Texts, whether literary or historical, exhibit structural and stylistic patterns shaped by their purpose, authorship and cultural context. Formulaic texts, which are characterized by repetition and constrained expression, tend to differ in their information content (as defined by Shannon) compared to more dynamic compositions. Identifying such patterns in historical documents, particularly multi-author texts like the Hebrew Bible, provides insights into their origins, purpose and transmission. This study aims to identify formulaic clusters: sections exhibiting systematic repetition and structural constraints, by analyzing recurring phrases, syntactic structures and stylistic markers. However, distinguishing formulaic from non-formulaic elements in an unsupervised manner presents a computational challenge, especially in high-dimensional and sample-poor data sets where patterns must be inferred without predefined labels.

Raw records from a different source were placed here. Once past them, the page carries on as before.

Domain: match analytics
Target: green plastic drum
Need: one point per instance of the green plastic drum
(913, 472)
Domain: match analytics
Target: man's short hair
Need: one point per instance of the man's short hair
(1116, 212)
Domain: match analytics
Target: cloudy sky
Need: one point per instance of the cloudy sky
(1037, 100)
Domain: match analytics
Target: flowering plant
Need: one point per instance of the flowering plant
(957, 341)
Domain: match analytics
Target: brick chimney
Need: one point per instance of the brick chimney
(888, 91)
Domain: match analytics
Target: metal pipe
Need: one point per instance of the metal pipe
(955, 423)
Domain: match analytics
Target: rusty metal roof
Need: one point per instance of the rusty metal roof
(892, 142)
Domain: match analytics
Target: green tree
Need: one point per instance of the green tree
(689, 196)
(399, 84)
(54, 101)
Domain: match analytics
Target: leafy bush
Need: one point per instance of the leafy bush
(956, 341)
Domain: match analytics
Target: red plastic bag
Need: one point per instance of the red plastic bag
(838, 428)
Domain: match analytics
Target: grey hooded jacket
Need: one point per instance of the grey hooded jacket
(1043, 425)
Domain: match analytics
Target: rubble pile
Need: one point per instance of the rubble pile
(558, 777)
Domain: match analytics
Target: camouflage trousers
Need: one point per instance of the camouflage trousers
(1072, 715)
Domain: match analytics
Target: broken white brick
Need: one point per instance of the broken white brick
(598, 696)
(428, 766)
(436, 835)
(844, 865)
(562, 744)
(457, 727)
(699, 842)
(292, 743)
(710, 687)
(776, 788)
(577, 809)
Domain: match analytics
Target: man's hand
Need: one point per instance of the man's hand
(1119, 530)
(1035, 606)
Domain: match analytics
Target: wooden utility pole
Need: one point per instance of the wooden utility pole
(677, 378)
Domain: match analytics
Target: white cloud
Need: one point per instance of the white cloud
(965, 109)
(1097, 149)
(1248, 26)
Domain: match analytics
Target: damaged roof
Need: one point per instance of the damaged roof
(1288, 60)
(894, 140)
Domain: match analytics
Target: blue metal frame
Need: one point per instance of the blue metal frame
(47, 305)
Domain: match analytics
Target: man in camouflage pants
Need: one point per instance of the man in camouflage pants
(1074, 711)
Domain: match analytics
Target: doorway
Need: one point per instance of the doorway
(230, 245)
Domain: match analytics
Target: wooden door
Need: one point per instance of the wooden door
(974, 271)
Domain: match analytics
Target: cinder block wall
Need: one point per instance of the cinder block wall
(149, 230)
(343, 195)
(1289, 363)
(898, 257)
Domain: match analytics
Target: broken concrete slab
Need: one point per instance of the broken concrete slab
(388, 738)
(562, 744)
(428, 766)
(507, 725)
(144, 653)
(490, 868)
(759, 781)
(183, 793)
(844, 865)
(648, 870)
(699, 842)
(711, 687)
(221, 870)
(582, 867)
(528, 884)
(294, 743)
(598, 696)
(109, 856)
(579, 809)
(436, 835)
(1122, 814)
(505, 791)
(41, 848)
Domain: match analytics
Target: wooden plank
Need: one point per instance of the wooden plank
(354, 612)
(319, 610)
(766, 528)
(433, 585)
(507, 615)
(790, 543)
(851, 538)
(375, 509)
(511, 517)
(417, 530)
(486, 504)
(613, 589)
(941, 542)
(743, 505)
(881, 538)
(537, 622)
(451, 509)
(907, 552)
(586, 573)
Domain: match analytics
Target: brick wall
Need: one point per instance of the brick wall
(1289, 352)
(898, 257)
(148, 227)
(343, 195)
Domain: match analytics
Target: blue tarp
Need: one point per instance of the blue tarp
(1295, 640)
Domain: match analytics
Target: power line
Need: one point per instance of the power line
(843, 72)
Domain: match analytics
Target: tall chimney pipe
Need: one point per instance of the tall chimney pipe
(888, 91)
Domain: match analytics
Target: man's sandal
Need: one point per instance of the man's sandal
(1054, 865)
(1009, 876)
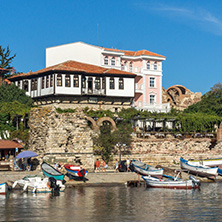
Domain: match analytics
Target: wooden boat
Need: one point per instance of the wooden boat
(50, 171)
(75, 170)
(216, 162)
(171, 182)
(39, 184)
(146, 170)
(202, 171)
(3, 188)
(206, 162)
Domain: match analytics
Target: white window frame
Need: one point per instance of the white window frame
(113, 61)
(152, 99)
(152, 82)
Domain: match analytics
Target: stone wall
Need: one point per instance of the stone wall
(61, 137)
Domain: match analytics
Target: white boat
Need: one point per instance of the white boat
(3, 188)
(203, 171)
(171, 183)
(38, 184)
(146, 170)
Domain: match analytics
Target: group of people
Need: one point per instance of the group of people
(104, 166)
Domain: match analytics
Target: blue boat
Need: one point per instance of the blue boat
(50, 171)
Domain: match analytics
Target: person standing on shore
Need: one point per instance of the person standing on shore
(97, 165)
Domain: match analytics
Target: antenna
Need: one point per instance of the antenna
(97, 34)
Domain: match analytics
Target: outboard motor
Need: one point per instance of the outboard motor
(55, 189)
(196, 183)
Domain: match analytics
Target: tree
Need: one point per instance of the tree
(5, 58)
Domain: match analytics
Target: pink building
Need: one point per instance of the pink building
(145, 64)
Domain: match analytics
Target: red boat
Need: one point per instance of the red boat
(75, 170)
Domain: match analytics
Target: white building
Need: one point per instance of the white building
(79, 83)
(145, 64)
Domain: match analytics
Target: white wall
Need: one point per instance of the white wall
(78, 51)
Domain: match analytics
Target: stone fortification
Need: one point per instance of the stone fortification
(62, 137)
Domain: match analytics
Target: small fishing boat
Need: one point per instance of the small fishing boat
(39, 184)
(75, 170)
(217, 162)
(3, 188)
(146, 170)
(171, 182)
(50, 171)
(202, 171)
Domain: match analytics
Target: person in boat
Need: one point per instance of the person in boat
(116, 166)
(97, 165)
(104, 166)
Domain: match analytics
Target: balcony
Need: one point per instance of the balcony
(139, 88)
(86, 91)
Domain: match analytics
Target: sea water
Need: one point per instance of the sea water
(115, 203)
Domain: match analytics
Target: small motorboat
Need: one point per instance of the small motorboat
(50, 171)
(75, 170)
(146, 170)
(202, 171)
(172, 182)
(39, 184)
(3, 188)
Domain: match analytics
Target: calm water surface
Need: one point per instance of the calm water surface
(117, 203)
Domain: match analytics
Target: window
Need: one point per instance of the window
(148, 65)
(34, 84)
(97, 83)
(131, 67)
(43, 82)
(121, 83)
(152, 99)
(152, 82)
(67, 81)
(103, 83)
(155, 66)
(111, 83)
(25, 85)
(76, 81)
(113, 62)
(59, 80)
(83, 82)
(51, 80)
(106, 61)
(47, 81)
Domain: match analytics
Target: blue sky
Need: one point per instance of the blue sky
(188, 33)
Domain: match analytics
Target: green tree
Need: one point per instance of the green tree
(5, 57)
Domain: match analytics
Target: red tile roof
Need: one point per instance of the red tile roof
(135, 53)
(8, 144)
(74, 66)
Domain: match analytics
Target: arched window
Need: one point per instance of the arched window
(67, 80)
(43, 82)
(131, 67)
(155, 66)
(97, 83)
(47, 81)
(106, 61)
(121, 83)
(25, 85)
(113, 61)
(148, 65)
(76, 81)
(59, 80)
(111, 83)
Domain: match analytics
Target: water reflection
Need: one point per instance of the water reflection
(117, 203)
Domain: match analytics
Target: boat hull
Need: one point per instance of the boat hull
(198, 170)
(3, 188)
(170, 184)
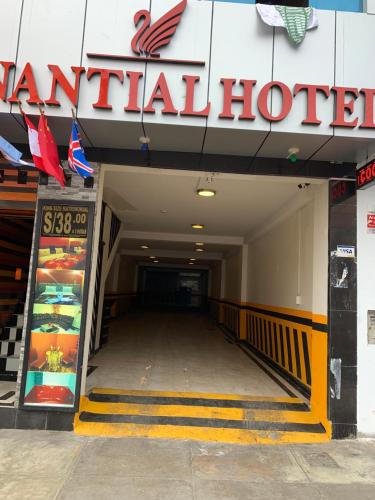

To address this, we develop an information-theoretic algorithm leveraging weighted self-information distributions to detect structured patterns in text. Our approach directly models variations in sample-wise self-information to identify formulaicity. By extending classical discrete self-information measures with a continuous formulation based on differential self-information in multivariate Gaussian distributions, our method remains applicable across different types of textual representations, including neural embeddings under Gaussian priors.
Applied to hypothesized authorial divisions in the Hebrew Bible, our approach successfully isolates stylistic layers, providing a quantitative framework for textual stratification. This method enhances our ability to analyze compositional patterns, offering deeper insights into the literary and cultural evolution of texts shaped by complex authorship and editorial processes.